In Canada, the biggest producers of greenhouse gases are public power generation utilities and not the private sector.

Does that mean that the solution is  more regulation and state imposed austerity?

No. Ever since apple farmers were prevented from suing the factories destroying their crops with pollution, the state has been  interfering in, distorting and creating the externalities in the market that have created not just the problem with greenhouse gases, but with pollution in general. As Rothbard pointed out in “Law, Property Rights and Air Pollution”, only the free market, without state interference coupled with “collapsing crime into tort”, could this kind of pollution be effectively fought, as polluters would have to bear the full costs of their polluting ways, something they can now externalize on the rest of us.

In other words,  the state and regulation is the cause of the problem, not the solution. The solution is less state regulation and less (or no) state interference.

Does that mean that something can or should be done about global warming?

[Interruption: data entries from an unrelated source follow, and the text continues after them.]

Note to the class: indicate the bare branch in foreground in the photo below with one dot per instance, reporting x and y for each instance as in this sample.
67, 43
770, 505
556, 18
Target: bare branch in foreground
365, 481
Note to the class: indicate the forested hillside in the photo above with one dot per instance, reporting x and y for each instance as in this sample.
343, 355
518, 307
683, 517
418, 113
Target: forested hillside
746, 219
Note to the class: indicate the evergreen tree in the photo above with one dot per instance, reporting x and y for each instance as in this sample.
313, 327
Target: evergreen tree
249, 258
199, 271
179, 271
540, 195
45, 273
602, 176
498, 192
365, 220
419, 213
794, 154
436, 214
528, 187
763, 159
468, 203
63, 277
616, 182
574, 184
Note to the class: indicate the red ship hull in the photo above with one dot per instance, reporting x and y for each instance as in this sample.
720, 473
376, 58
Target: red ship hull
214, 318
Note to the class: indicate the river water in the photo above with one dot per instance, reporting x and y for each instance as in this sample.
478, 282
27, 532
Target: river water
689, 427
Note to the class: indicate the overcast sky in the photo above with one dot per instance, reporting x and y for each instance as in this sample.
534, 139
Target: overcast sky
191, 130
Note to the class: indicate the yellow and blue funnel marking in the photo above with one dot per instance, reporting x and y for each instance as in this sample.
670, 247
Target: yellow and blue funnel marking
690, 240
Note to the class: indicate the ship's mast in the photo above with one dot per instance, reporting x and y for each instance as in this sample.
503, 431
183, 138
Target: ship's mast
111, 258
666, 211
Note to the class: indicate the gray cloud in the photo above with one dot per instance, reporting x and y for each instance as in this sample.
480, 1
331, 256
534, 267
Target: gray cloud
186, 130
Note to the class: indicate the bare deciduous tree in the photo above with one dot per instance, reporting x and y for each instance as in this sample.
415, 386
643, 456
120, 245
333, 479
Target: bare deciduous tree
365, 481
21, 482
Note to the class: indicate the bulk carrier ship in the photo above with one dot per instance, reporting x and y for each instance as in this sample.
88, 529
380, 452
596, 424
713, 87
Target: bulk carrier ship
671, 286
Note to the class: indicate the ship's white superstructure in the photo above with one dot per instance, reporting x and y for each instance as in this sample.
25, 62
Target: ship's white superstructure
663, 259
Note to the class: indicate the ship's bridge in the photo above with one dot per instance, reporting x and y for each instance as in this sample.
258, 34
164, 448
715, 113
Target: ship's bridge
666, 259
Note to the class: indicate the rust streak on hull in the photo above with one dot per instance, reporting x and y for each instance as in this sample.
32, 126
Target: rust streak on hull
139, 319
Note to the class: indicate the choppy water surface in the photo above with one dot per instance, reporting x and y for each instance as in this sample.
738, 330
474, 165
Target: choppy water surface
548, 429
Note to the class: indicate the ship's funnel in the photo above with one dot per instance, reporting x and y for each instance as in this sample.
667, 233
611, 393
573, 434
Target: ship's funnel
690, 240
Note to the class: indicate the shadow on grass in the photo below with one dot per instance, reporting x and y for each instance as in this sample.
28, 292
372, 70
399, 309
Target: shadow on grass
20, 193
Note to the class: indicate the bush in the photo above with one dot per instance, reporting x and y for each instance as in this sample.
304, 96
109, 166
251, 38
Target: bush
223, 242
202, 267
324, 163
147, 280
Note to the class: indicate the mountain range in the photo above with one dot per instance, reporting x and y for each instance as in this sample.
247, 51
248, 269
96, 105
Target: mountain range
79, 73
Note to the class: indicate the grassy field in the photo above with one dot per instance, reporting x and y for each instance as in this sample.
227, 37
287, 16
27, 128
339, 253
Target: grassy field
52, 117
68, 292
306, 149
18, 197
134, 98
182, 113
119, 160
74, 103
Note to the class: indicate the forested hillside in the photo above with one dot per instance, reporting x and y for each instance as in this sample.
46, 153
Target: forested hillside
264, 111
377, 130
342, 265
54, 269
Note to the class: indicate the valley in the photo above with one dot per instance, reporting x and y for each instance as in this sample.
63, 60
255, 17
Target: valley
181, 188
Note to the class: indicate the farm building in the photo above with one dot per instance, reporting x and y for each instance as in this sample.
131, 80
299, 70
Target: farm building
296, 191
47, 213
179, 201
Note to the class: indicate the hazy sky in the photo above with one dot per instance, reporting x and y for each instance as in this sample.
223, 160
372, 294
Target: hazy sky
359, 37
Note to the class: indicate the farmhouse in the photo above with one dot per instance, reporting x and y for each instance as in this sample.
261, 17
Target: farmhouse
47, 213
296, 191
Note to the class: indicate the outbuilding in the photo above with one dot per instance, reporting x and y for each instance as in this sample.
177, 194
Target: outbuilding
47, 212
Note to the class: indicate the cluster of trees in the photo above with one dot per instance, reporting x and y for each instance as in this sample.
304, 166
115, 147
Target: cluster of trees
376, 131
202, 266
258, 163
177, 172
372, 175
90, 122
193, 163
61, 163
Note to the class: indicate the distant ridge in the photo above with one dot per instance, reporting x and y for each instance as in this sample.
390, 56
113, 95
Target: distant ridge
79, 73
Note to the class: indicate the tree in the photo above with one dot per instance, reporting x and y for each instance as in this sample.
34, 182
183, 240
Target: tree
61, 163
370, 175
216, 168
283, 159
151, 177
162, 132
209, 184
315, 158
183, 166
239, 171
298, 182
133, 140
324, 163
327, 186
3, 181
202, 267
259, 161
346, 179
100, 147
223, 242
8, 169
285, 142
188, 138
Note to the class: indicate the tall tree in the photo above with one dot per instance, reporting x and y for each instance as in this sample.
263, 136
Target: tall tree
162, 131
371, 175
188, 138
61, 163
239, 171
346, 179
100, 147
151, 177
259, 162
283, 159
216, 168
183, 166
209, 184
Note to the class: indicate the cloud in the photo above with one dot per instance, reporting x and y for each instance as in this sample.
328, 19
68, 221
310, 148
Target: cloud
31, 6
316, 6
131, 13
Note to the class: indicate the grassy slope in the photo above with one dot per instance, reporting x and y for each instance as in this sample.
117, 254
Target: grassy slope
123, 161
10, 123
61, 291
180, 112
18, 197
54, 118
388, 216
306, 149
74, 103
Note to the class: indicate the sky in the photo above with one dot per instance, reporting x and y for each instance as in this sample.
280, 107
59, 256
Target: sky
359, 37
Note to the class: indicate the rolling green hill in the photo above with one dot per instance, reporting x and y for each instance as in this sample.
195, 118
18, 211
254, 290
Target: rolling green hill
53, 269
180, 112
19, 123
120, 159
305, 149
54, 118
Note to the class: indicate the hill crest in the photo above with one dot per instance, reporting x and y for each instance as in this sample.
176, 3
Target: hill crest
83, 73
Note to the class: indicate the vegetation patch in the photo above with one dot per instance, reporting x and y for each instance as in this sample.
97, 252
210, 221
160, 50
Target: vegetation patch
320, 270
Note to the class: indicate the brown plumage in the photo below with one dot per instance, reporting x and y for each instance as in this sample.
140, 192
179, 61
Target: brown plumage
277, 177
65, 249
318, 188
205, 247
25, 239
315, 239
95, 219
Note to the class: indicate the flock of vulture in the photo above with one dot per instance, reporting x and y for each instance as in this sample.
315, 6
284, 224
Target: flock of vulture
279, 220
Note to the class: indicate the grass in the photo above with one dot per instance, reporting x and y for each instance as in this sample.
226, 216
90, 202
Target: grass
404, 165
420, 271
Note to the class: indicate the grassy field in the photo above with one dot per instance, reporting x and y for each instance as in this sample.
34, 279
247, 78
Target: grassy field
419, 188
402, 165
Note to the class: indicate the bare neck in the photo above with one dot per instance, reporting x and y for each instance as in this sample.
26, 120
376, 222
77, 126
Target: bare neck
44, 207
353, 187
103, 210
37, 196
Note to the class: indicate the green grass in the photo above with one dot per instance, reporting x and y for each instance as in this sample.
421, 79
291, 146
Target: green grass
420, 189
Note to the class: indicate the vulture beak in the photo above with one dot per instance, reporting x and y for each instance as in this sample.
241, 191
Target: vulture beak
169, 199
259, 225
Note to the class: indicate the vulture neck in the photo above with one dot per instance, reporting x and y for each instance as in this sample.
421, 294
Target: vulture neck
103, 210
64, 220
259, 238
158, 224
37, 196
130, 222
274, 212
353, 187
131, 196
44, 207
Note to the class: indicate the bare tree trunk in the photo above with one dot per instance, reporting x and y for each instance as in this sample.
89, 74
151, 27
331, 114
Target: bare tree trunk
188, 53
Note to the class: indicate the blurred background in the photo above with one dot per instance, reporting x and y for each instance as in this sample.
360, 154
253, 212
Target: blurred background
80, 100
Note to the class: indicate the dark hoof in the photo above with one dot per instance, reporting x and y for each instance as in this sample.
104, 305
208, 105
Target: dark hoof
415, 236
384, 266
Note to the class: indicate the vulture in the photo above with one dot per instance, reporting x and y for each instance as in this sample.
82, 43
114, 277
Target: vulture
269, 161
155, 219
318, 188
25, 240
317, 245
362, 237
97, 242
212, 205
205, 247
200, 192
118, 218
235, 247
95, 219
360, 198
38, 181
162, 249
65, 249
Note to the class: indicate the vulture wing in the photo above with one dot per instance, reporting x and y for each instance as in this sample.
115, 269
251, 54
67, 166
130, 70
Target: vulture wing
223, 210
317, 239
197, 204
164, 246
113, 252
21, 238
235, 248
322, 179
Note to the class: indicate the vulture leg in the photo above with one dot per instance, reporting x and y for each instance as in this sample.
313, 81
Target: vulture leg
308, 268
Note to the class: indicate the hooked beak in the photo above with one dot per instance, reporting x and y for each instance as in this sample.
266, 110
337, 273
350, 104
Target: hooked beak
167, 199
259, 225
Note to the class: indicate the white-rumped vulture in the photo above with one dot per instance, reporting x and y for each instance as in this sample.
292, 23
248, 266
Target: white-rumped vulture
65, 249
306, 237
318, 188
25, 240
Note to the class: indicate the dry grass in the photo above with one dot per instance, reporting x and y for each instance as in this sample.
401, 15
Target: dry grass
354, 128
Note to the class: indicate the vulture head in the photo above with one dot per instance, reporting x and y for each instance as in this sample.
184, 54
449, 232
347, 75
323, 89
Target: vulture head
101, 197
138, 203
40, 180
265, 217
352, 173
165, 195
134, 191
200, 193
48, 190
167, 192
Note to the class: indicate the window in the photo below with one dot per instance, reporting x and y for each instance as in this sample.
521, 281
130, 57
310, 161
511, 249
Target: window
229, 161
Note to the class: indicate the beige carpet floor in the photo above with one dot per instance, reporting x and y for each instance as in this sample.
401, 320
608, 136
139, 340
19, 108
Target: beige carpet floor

That is a debate that has not taken place. Ron Good’s post seems to be the first to even tangentially consider this. Global warming can be real and can be caused by human activity, but that does not mean that it is possible or even desirable to “do”  anything on the grand scale. It may be that we should use the science to help us prepare for, rather than prevent the future climate changes we have caused. It may not even be possible, at this point, to do anything. Should we spend our resources cutting down on carbon, taxing fossil fuels, or looking at what we should do when the ice caps melt, or when New York  or Los Angeles are underwater. It is hubris to think we can do something in 20 years to stop something we have been contributing to for over a century. It would be like trying to snap someone out of an overdose of Valium by injecting them with speed.

But then, it would be  just as much hubris to do nothing and not even try.  On this, I have not decided where I come down on this.

The bottom line is that it is not inconsistent with being an anarchist or libertarian to accept that global warming is real. The difference is how (and if) to deal with it. The climate crisis is caused by state interference and regulation and this should be the mantra of anarchist and libertarians when the subject comes up, rather than deny the problem even exists. Ironically, it is global warming and its cause that provide the greatest opportunity for libertarian and anarchist solutions to gain mainstream acceptance,  if only we took advantage. Accepting the reality of global warming and what if anything to do about it are two different things.

We must fight the inherent statism of the global warming debate  without abandoning the field of reason and pretending the problem doesn’t exist. That just makes us look stupid and drives people away from us.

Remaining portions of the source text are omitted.